Friday, December 4, 2009

Winter in the City

Although the temperature gets a bit lower, and the sky gets a little hazier from pollution, winter in Kaohsiung is more an idea than a season. And the people here certainly try to live up to that idea - on the streets and sidewalks people are bundled tightly in scarves and down jackets and acting as though the island isn't tropical. I've donned a jacket a few times myself, but more often than not it's for riding on my scooter since windchill is a vicious thing when there's no windshield or heater to protect you.

The most visible natural sign that it's winter is the haze that's settled over the city. The last rains for the year are over, and the dust and pollution from the streets have risen into the air to wait for the February rains to wash them out again. Mountains in the distance and skyscrapers nearby are nearly invisible, washed out by the grey that's been creeping higher and higher from the horizon over the past few weeks.
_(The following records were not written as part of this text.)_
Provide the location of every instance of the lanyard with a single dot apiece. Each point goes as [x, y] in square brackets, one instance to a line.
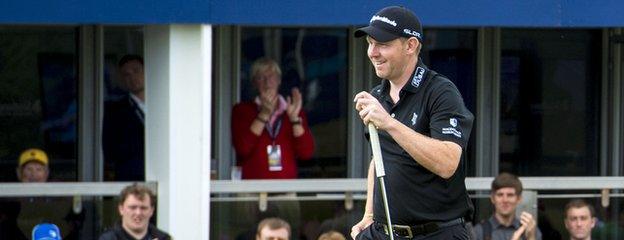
[275, 130]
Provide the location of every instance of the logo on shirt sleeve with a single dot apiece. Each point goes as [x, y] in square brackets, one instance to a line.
[452, 129]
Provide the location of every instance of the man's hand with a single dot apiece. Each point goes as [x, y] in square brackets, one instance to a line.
[371, 111]
[294, 104]
[268, 98]
[528, 227]
[359, 227]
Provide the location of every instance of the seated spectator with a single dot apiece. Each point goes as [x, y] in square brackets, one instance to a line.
[331, 235]
[273, 229]
[136, 207]
[123, 130]
[579, 219]
[33, 166]
[46, 231]
[506, 194]
[271, 132]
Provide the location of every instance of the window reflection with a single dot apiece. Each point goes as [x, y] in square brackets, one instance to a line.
[550, 108]
[38, 97]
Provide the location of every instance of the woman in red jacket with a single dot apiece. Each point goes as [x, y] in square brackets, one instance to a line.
[271, 132]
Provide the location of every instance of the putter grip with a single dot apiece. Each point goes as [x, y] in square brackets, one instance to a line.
[377, 158]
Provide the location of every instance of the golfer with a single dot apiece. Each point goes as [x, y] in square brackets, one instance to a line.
[424, 129]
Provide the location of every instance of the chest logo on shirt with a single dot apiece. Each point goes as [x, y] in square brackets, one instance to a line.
[418, 75]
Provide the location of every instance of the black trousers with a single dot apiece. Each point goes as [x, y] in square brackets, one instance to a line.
[459, 232]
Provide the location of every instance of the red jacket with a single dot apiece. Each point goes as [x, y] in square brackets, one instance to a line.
[251, 150]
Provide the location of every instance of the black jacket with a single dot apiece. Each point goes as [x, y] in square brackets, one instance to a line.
[123, 141]
[118, 233]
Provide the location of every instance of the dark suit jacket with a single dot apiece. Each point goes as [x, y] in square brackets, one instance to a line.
[123, 139]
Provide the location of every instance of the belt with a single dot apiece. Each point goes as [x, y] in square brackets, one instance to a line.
[422, 229]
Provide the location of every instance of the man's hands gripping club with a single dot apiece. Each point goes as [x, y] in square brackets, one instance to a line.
[371, 111]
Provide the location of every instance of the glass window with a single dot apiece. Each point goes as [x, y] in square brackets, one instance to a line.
[550, 103]
[315, 61]
[38, 97]
[453, 53]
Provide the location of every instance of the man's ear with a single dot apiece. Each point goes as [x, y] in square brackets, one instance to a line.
[412, 45]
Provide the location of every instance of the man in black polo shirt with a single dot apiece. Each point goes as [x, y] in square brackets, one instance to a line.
[424, 128]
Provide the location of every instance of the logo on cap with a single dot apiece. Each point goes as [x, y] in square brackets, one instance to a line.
[411, 32]
[383, 19]
[420, 72]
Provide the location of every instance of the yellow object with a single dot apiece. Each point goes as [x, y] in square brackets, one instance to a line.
[33, 154]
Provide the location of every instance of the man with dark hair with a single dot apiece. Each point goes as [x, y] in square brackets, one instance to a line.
[506, 194]
[273, 229]
[579, 219]
[424, 127]
[136, 207]
[123, 130]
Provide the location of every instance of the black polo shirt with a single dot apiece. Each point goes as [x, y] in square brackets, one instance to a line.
[431, 105]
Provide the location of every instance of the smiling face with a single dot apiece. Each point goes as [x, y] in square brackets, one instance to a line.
[505, 201]
[267, 81]
[273, 234]
[391, 59]
[579, 223]
[33, 171]
[135, 213]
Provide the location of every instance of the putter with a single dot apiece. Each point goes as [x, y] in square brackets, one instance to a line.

Every store is decked out in sequins and holly, and in the past few days it seems like every coffeeshop I find (and I have the supernatural power to find them anywhere) is playing Christmas-y pop music. I even hung around one shop after finishing my cup just so I could listen to all of "I'll be Home for Christmas." Even the cram school I work for has started to hang up fake pine boughs and cover walls in construction paper to make the main office look like a giant gingerbread house. Since few of the kids actually know anything about the holiday, I'm wondering if I can riff off the Hansel and Gretel story and tell them that Mrs. Claus puts children who scream in class into pressure cookers to render them down for candycanes.